With its remote mountain climbs, hiking, kayaking, canyoning and unique wildlife there is always something challenging and fun to do here.
But among the vast wilderess and World Heritage Areas there are a number which are more special to discover.
One of those is the Tarkine named for the local Tarkiner Aborigines, who once called these rugged and beautiful surrounds home.
The Tarkine is a popular travel destination with tourists from all over the world and for good reason.
It is home to the largest temperate rainforest in Australia, which showcases some of the best scenery in the island state. And in December 2009, the region was added to Australia’s National Heritage List. Located in North-West Tasmania, the Tarkine rainforest and wilderness covers an expanse of more than 447,000 hectares, set between the coastline, the Arthur and Pieman Rivers and the Murchison Highway as the other boundary heading inland.
Holidaymakers will find lots to explore in these natural surrounds, weaving through tall eucalypts, traversing buttongrass plains and exploring windswept beaches where without stop from the eastern coast of Southern Africa and the Southern Ocean, huge waves finally make landfall. This is a violent stretch of coastline.

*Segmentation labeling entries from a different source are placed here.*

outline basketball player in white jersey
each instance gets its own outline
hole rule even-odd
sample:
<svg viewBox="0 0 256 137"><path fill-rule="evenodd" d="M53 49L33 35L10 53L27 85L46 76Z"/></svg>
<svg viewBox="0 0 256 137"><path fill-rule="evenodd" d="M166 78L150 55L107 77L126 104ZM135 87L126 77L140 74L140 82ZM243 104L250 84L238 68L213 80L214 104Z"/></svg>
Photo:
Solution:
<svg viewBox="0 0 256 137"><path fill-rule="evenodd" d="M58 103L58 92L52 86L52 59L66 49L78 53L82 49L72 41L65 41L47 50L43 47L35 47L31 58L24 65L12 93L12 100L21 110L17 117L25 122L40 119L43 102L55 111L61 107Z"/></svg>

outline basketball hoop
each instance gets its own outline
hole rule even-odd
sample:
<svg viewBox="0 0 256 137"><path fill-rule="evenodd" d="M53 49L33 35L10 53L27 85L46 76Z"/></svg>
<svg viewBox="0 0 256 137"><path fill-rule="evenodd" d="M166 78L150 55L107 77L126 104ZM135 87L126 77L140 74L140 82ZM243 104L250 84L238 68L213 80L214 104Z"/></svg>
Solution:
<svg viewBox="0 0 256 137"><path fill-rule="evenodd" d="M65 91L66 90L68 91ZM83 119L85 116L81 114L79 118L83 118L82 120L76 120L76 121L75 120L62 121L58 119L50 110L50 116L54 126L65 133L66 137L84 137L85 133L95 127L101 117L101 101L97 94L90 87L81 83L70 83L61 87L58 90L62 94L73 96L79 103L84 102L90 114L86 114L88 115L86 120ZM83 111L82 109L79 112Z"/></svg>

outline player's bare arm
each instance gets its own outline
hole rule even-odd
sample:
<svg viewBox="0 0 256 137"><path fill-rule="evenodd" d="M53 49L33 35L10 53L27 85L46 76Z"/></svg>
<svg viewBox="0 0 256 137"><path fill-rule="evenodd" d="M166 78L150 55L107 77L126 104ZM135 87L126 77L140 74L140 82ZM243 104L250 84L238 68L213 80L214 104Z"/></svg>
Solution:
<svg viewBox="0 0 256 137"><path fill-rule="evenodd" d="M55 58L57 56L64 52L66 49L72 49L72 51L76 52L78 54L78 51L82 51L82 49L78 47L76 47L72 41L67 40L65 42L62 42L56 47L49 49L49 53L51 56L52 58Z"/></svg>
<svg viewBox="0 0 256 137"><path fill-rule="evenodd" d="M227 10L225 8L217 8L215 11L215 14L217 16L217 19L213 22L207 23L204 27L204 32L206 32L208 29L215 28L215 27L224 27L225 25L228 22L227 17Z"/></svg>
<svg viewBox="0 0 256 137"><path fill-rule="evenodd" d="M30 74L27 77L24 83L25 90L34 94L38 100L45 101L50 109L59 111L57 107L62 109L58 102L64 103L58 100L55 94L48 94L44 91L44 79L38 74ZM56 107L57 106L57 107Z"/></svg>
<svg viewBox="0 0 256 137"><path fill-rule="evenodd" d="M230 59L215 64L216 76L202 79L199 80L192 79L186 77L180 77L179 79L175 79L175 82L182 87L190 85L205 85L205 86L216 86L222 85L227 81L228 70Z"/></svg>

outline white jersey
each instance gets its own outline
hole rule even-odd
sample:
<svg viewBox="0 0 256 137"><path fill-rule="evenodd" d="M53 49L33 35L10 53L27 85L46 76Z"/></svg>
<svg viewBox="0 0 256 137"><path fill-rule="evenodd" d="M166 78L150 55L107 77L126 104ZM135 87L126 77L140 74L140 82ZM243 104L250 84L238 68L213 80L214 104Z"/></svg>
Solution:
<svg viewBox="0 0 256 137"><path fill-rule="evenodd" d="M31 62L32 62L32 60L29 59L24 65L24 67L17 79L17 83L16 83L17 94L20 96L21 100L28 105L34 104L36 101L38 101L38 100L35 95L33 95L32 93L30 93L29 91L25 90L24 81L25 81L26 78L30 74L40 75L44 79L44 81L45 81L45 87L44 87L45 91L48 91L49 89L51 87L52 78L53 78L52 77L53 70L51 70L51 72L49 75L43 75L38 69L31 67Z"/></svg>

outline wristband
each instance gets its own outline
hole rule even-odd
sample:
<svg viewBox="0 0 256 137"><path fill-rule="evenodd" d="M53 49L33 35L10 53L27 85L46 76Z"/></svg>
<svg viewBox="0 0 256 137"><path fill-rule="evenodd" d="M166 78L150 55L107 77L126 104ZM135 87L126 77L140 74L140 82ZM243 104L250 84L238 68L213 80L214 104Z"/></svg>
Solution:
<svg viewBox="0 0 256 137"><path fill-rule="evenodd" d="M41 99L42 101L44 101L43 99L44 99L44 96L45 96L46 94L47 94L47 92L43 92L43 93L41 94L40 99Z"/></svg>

Off the beaten track, but on the Western Explorer heading north from Strahan through Zeehan is Corinna on the Pieman River.
This former historic mining town is a great destination to relax and withdrew from everyday life. A cruise down the Pieman River will give any visitor mirrored reflections and the chance to be utterly alone excpet perhaps catching a glimpse of a rare yellow-tailed black cockatoo.
Tarkine National Park is also one of the few remaining areas in Australian that is believed to have a large number of intact Aboriginal sites, with some experts suggesting it may have the highest concentrations of sacred places in the country.